Если новые астрономические открытия и оказались по-настоящему важны (причем не сразу), то не столько благодаря перекройке карты неба, сколько благодаря методологической революции, ее вызвавшей. Чтобы описать эту революцию, недостаточно указать на переход от догматизма к эмпиризму. По-настоящему плодотворными рассуждения новых ученых оказались там, где они смело пускали в ход математику, конструируя гипотезы, для проверки которых требовалось уже не простое наблюдение феноменов, а наблюдение контролируемое — доступное для точных измерений. Практически так мы получили власть над Природой. Но на мир наших идей и эмоций (которые историка литературы интересуют несравненно больше) легла извечная и глубокая тень. Сведя Природу к ее математическим составляющим, человек свел к механистическому принципу прежнюю оживленную, или одухотворенную, картину универсума. Мир опустел: сперва пропали населявшие его духи, затем исчезли оккультные симпатии и антипатии, а под конец — и краски, запахи и вкусы. (Сначала Кеплер объяснял движение планет с помощью их двигающих душ (animae motrices), а в конце жизни — исключительно через механистические законы.) Человек, обретший новые силы, стал богат, как Мидас, но все, чего он касался, делалось мертвым и холодным. Мало-помалу это привело к тому, что уже в следующем веке привычные мифологические фантазии сошли на нет, а их место заняли причудливые образы-концепты и персонифицированные абстракции. А еще позже — как отчаянная попытка преодолеть разрыв, все более и более невыносимый, — возникает опоэтизированная Природа романтиков.

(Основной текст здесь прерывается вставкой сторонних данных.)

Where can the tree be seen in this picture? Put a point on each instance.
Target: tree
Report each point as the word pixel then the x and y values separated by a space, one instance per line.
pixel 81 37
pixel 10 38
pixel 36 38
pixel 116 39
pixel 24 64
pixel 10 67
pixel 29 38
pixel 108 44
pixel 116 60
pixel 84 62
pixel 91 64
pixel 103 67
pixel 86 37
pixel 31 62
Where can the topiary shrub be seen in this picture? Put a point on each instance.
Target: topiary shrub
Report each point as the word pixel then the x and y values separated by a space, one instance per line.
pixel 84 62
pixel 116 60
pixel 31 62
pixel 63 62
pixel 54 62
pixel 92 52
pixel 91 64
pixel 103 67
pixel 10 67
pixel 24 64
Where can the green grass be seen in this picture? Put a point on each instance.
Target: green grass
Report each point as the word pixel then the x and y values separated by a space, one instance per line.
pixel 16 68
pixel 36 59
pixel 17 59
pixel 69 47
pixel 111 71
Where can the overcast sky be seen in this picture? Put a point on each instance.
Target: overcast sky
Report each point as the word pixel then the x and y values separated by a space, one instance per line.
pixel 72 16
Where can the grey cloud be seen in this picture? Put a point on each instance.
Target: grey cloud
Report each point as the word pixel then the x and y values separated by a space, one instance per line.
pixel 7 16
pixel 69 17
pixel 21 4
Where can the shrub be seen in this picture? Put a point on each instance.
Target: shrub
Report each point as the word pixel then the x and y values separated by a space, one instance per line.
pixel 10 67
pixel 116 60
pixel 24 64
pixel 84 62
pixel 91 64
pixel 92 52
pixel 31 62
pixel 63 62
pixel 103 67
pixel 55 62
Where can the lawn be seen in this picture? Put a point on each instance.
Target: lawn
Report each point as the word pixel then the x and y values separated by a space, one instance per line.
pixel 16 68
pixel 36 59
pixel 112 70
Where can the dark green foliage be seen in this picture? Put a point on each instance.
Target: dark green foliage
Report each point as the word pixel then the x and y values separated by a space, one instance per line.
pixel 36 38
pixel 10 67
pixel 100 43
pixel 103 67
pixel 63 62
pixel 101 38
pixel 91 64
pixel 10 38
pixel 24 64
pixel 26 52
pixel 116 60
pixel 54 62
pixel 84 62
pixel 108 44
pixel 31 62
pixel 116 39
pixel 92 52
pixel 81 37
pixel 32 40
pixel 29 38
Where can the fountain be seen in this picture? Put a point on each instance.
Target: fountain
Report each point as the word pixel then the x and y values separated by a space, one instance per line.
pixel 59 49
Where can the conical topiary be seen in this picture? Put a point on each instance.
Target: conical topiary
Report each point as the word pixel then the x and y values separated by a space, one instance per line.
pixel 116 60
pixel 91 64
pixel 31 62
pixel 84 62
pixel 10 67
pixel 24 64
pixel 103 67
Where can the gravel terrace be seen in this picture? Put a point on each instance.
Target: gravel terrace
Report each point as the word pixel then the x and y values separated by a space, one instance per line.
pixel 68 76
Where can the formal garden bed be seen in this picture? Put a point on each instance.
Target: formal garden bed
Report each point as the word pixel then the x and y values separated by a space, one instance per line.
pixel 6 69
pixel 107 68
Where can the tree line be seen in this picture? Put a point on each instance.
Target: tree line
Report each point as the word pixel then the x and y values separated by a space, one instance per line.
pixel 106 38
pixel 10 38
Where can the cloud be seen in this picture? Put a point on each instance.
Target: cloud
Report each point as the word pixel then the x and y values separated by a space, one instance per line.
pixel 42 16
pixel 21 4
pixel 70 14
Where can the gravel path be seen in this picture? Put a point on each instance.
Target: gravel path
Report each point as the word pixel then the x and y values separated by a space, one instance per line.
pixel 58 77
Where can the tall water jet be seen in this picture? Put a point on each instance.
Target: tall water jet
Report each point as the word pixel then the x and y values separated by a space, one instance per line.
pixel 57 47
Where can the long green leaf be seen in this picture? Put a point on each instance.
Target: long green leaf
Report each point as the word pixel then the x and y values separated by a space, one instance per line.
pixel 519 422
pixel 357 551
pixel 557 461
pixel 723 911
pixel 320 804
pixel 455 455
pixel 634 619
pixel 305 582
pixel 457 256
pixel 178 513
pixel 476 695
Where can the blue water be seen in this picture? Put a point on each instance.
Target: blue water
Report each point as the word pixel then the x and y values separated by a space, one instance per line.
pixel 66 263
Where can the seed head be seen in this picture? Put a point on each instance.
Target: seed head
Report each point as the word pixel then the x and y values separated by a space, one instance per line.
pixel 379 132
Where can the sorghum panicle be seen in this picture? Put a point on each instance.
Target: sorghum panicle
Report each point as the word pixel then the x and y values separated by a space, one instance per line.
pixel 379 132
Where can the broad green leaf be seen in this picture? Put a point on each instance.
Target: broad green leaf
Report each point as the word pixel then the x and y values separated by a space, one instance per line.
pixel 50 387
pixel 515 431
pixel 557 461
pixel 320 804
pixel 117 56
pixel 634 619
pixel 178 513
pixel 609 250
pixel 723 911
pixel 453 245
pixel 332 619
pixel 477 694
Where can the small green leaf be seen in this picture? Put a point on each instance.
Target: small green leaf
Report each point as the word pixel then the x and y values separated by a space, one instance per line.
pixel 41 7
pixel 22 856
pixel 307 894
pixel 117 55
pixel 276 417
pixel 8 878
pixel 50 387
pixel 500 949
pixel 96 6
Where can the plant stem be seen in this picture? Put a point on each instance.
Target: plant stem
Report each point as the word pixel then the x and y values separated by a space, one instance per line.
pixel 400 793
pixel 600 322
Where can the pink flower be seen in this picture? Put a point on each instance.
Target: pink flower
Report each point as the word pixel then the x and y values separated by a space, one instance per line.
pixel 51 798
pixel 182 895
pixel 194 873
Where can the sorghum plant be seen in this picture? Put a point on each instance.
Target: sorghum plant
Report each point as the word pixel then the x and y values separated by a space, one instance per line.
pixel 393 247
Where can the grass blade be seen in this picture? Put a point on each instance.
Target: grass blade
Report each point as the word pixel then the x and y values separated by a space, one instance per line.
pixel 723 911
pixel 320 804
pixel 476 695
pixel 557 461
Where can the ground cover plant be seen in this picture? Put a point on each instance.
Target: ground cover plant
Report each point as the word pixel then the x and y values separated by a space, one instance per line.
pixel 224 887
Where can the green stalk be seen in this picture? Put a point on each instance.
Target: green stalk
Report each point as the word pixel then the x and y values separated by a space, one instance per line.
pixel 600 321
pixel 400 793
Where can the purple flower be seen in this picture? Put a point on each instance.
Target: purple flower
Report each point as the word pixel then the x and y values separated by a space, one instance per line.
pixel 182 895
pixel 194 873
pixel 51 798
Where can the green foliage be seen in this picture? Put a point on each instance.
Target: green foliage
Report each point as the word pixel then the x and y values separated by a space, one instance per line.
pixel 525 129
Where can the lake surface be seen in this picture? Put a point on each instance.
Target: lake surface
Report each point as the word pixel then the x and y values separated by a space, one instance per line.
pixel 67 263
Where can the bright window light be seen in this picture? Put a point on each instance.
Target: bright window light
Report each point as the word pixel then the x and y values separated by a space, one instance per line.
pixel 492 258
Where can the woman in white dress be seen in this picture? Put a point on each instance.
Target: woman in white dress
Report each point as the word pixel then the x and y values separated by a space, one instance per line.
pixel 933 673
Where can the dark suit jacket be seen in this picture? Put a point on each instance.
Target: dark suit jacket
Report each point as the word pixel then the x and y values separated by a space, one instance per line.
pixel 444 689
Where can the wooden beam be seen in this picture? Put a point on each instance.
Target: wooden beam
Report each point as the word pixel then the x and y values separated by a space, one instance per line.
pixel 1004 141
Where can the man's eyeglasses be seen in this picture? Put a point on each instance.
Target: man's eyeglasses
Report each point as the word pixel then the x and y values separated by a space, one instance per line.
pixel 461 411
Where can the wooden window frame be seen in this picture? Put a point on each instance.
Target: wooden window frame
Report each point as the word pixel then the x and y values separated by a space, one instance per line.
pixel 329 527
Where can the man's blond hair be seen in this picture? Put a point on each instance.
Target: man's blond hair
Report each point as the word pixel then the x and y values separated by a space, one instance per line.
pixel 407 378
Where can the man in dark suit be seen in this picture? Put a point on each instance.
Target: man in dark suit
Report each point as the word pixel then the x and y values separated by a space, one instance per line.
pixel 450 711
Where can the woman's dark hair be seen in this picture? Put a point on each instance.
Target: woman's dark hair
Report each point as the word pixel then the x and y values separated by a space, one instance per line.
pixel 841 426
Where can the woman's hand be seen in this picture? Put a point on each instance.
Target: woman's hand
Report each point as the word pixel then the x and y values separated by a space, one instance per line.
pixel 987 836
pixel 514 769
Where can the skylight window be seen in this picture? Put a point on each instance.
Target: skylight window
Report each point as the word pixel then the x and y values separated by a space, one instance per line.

Но необходимо ясно понимать, что в XVI веке никто не мог ни ощутить, ни предвидеть подобных последствий. Вся литература той поры опиралась на совершенно иное представление о Природе. Поэма сэра Джона Дейвиса «Оркестр» дает нам картину тюдоровской вселенной — трепещущей антропоморфной жизнью, танцующей, церемониальной, подобной празднеству, а не машине. Очень важно осознать это с самого начала. Иначе мы попросту не поймем наших поэтов и примем за причудливые метафоры те их слова и обороты, в которых вообще нет ничего метафорического. «Вещий дух вселенной» — не персонификация, а самая настоящая душа мира (anima mundi). «Землю беременную» почти буквально «терзают» спазмы, как сказано в первой части «Генриха IV», — разве она не огромное животное, выдыхающее «через горные кратеры, как через рот и ноздри»? Даже когда холмы хвалят за то, что они не чванятся перед низкими долинами, то и тогда отнюдь не имеют в виду простые и чистые метафоры: природные и социальные иерархии воспринимали — так или иначе — как взаимно пересекающиеся. В поэзии XVI века, как и вообще в поэзии, разумеется, немало патетических преувеличений, но там их меньше, чем поначалу кажется современному читателю.